American Home also contends that the trial court erred in denying it leave to file its second amended complaint. In view of our decision reversing the ruling of the trial court regarding necessary parties and *816 forum non conveniens, we need not reach this issue. Since this case is remanded to the trial court, American Home will be afforded the opportunity to amend its pleading in accordance with the Civil Practice Act. Ill. Rev. Stat. 1975, ch. 110, pars. 26, 46.

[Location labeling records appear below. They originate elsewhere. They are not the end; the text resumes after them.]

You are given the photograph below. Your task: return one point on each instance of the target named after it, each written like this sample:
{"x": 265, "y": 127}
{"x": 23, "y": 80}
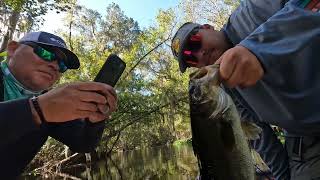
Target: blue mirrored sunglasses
{"x": 47, "y": 55}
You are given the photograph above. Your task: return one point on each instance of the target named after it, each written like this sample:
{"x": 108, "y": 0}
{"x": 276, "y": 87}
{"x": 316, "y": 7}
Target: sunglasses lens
{"x": 44, "y": 54}
{"x": 62, "y": 66}
{"x": 48, "y": 56}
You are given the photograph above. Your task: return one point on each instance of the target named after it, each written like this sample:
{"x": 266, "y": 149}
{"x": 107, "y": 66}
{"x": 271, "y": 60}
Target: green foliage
{"x": 152, "y": 93}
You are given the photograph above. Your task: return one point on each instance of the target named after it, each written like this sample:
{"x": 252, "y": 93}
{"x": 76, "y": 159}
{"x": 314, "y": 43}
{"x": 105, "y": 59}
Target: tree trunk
{"x": 13, "y": 21}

Michigan Chemical has filed a cross-appeal urging that the trial court erred in incorporating in its dismissal order a statement that the contracts of insurance arose in Illinois. We hold that the statement of the trial court cannot be deemed a finding on the issue of where the insurance contracts arose.

As noted by Michigan Chemical, the record in this case is concerned primarily with whether FRS is a necessary party and whether Illinois is a forum non conveniens. Any evidence which refers to the making of the contracts was given in reference to whether Illinois was the proper forum. For that reason, the evidence is piecemeal and incomplete on the question of where the contracts arose. The statement made by the trial judge was later incorporated into his order at the insistence of counsel for American Home. At several points in the proceedings the judge observed that the evidence was insufficient to permit a definitive finding of the situs of the policies. Subsequent to his denial of American Home’s motion to vacate the order of dismissal, the judge stated that he did not believe that the question of the situs of the contracts was before the court. It is our belief that at this preliminary stage of the proceedings and on the basis of the contents of this record, no finding concerning the situs of the contracts was intended to be made. Therefore, we leave it to the trial court upon remandment and after a full hearing to determine where the contracts of insurance arose and the appropriate law which governs their interpretation.

For the reasons stated, the judgment of the circuit court of Cook County is reversed, and the cause is remanded for further proceedings consistent with this opinion.

Judgment reversed and cause remanded.

JIGANTI and.McGILLICUDDY, JJ., concur.